Fourteenth Amendment
The constitutional amendment “No state shall make or enforce any law which shall abridge the privileges or immunities of citizens of the United States; nor shall any state deprive any person of life, liberty, or property, without due process of law; nor deny to any person within its jurisdiction the equal protection of the laws”
Equal Protection of the Laws
Part of the Fourteenth Amendment emphasizing that the laws must provide equivalent “protection” to all people.
Thirteenth Amendment
The constitutional amendment ratified after the Civil War that forbade slavery and involuntary servitude.
Civil Rights Act of 1964
The law making racial discrimination in hotels, motels, and restraints illegal and forbidding any forms of job discrimination.
Suffrage
The legal right to vote, extended to African Americans by the Fifteenth Amendment, to women by the Nineteenth, and the people over the age of 18 by the Twenty-Sixth Amendment.
Fifteenth Amendment
The constitutional amendment adopted in 1870 to extend suffrage to African Americans.
Poll Taxes
Small taxes levied on the right to vote.
White Primary
Primary elections from which African Americans were excluded, an exclusion that, in the heavily Democratic South, deprived African Americans of a voice in real contests.
Twenty-Fourth Amendment
The constitutional amendment passed in 1964 that declared poll taxed void in federal elections.
Voting Rights Act of 1965
A law designed to help end formal and informal barriers to African American suffrage.

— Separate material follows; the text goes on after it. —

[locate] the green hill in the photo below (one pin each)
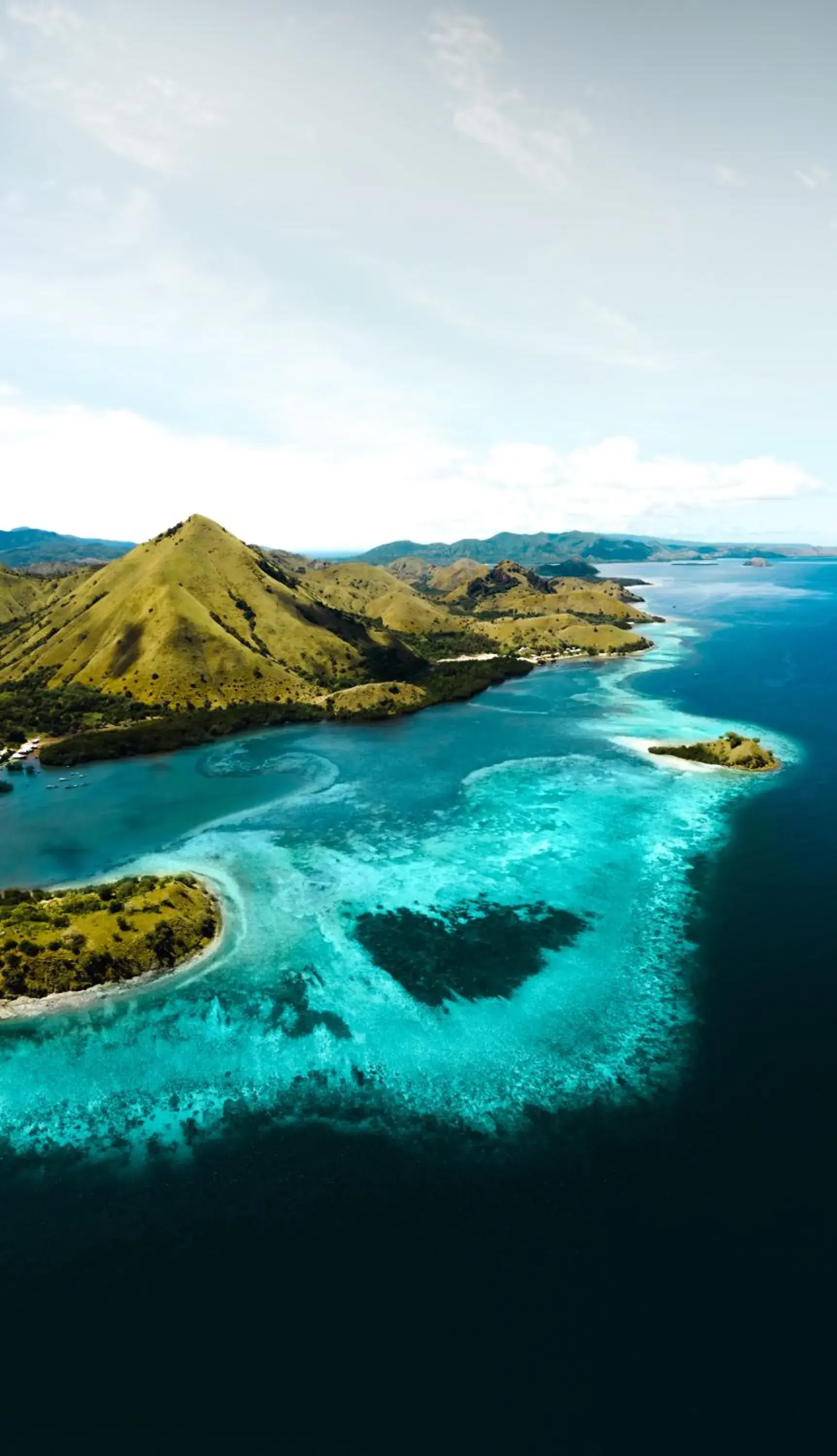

Under the law, hundreds of thousands of African Americans were registered, and the number of African American elected officials increased dramatically.
Nineteenth Amendment
The constitutional amendment adopted in 1920 that guarantees women the right to vote.
Equal Right Amendment
A constitutional amendment stating that “equality of rights under the law shall not be denied or abridged by the United States or by any state on account of sex.” Fell short of the three-fourths vote.
Americans with Disabilities Act of 1990
A law passed in 1990 that requires employers and public facilities to make “reasonable accommodations” for people with disabilities and prohibits discrimination against these individuals in employment.
Affirmative Action
A policy designed to give special attention to or compensatory treatment for members of some previously disadvantaged group.